My personal advice on this is to use load on demand. This improves performance over load on request (as there is no need to reload configuration every run) as well as safety (you immediately know if something went wrong) and to compensate for the synchronization issue by periodically checking whether the currently-enabled configuration is older than the configuration file itself, and issuing warnings if it is. Keep a backup of the current configuration somewhere in case you need to reboot.

Another solution for the synchronization issue is to combine editing and reloading. This is what crontab does: it edits the file containing the jobs, checks for validity, and then signals the crond daemon to trigger a reload. The approach is also found in online administration tools (that only commit a modification once it’s been validated, and do not save uncommited modifications at all). Requiring to go through an editor, however, reduces interoperability as it prevents non-human users (such as IDEs, installers, administration consoles or other third party programs) from modifying the configuration.

Syntax

There are usually three main ways to design a configuration file itself.

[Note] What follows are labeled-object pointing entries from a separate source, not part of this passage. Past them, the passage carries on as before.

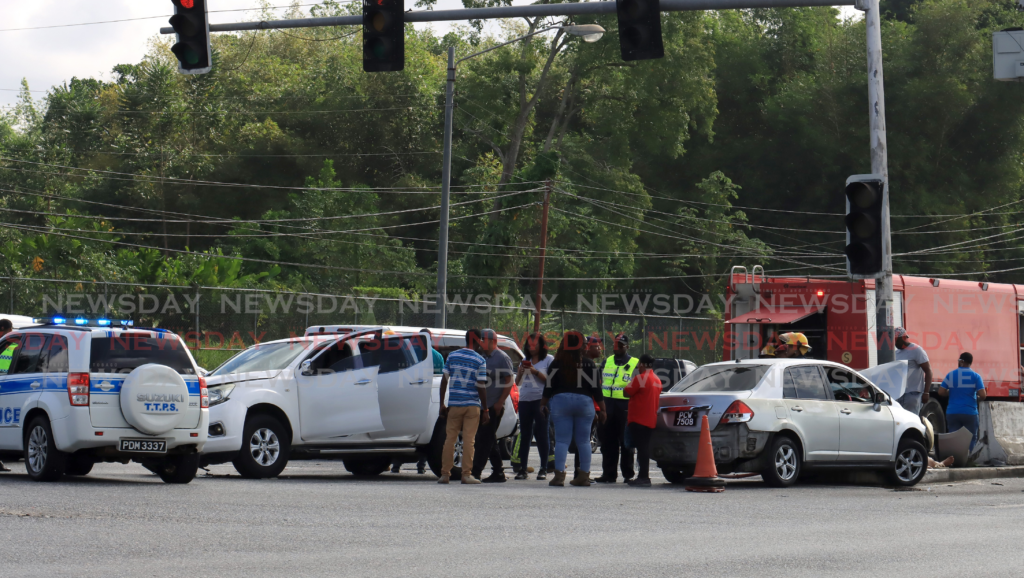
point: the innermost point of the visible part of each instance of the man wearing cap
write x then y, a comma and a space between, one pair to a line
616, 374
919, 376
500, 374
793, 345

• Creating your own language. This one is extremely frequent in the UNIX world. It has the benefit of allowing maximum expressiveness, as the developer can tailor a configuration language to stick as closely to the problem domain as possible. The downside is that it requires administrators to learn yet another scripting language. As a Linux sysadmin, I routinely have to deal with a lot of languages, such as:
  • the general-purpose awk and sed
  • makefiles
  • crontabs
  • shell configuration files (.zshrc, .bashrc)
  • php.ini
  • apache host definitions, .htaccess and httpd.conf
  • the sudoers file
  • .qmail
  • .emacs.d
  • .muttrc
  • .flrnrc
  • /etc/fstab
  • /etc/passwd (arguably, I can read it faster than I query it with the appropriate programs)

  Besides, don’t really expect your IDE or text editor to provide verification and syntax highlighting for your more obscure scripts.

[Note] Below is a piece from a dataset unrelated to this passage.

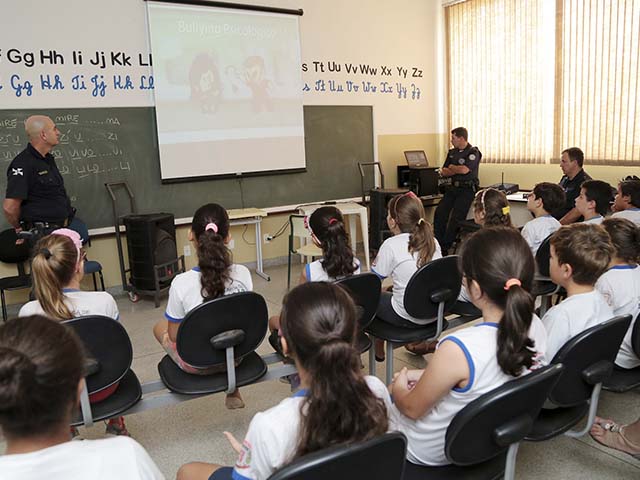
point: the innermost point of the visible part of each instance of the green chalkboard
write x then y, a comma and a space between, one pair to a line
101, 145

• Using XML, with an appropriate schema or DTD. While fairly verbose and often ill suited to configuration tasks, XML is a standard. This means that it’s easy to find validation tools (including, of course, editing it with your IDE and knowing ahead of time if errors are present), parsing tools (so that you don’t have to write a loading module yourself) and transform tools in the form of XSL. Of course, not everything can be validated, and not every configuration file has a corresponding DTD—sometimes, developers use XML for the “easy to parse” benefit and don’t really care about who will be writing the configuration.
• Using a programming language. This works fine with dynamic languages that can interpret themselves on the fly, and is most often encountered in PHP (the Mantis bug tracker uses this approach, and the configuration file, written in PHP, is merely a set of assignments to global variables). This is extremely efficient: no parser is required at all, there’s already full support for the IDE, the format is much more flexible if you call APIs that are allowed to you, and you don’t have to learn another language either. The downside is that there’s a lot of freedom allowed, meaning that a meddling user could break the system if they were allowed to provide a configuration file—so, no userland configuration can use this approach on pain of death without heavy sandboxing.

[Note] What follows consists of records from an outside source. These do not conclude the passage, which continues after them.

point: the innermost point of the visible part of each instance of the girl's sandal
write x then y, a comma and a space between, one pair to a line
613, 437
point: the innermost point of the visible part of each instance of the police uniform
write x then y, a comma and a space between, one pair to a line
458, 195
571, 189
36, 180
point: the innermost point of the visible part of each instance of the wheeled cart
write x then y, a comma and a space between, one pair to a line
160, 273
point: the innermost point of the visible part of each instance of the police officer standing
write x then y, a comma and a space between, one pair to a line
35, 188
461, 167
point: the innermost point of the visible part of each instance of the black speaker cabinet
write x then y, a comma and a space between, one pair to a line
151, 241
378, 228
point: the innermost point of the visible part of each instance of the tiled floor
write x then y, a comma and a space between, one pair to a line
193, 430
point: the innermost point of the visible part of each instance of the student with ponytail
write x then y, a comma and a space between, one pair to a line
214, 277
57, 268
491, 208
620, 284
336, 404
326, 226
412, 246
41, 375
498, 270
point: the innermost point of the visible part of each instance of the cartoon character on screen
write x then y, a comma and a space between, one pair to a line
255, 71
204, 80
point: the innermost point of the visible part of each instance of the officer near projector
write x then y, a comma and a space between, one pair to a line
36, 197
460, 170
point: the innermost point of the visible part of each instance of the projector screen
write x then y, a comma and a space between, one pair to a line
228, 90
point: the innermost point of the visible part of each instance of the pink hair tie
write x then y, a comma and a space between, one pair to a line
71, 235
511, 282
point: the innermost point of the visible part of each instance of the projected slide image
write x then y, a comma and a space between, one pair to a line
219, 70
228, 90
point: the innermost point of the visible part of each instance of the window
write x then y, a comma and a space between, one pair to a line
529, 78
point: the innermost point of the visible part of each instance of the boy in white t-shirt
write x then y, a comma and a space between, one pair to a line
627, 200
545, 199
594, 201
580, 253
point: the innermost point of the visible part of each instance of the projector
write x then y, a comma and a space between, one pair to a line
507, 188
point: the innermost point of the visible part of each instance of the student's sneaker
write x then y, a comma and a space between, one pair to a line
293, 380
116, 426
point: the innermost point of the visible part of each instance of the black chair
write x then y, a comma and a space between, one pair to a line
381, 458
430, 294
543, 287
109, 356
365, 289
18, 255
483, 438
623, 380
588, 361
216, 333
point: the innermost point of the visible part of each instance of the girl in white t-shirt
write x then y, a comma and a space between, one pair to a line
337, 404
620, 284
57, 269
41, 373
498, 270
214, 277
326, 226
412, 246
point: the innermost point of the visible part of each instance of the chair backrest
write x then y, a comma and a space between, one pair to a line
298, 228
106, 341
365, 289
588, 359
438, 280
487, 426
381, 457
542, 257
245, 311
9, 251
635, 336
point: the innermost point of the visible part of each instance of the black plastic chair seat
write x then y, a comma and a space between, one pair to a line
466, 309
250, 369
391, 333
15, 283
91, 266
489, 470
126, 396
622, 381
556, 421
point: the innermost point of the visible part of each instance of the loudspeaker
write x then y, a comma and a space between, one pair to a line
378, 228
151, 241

This choice is yours, as I have no advice to give here: XML can be nice, but overly verbose, custom formats always need you to learn them, and using the programming language itself can be dangerous because it’s Turing-complete.

Can one imagine a replacement for XML? A language with turing-complete verification rules, a nicer syntax, and even easier parsing? Or even an improvement on XML schemas that could perform more in-depth checks? I think this deserves some more thought.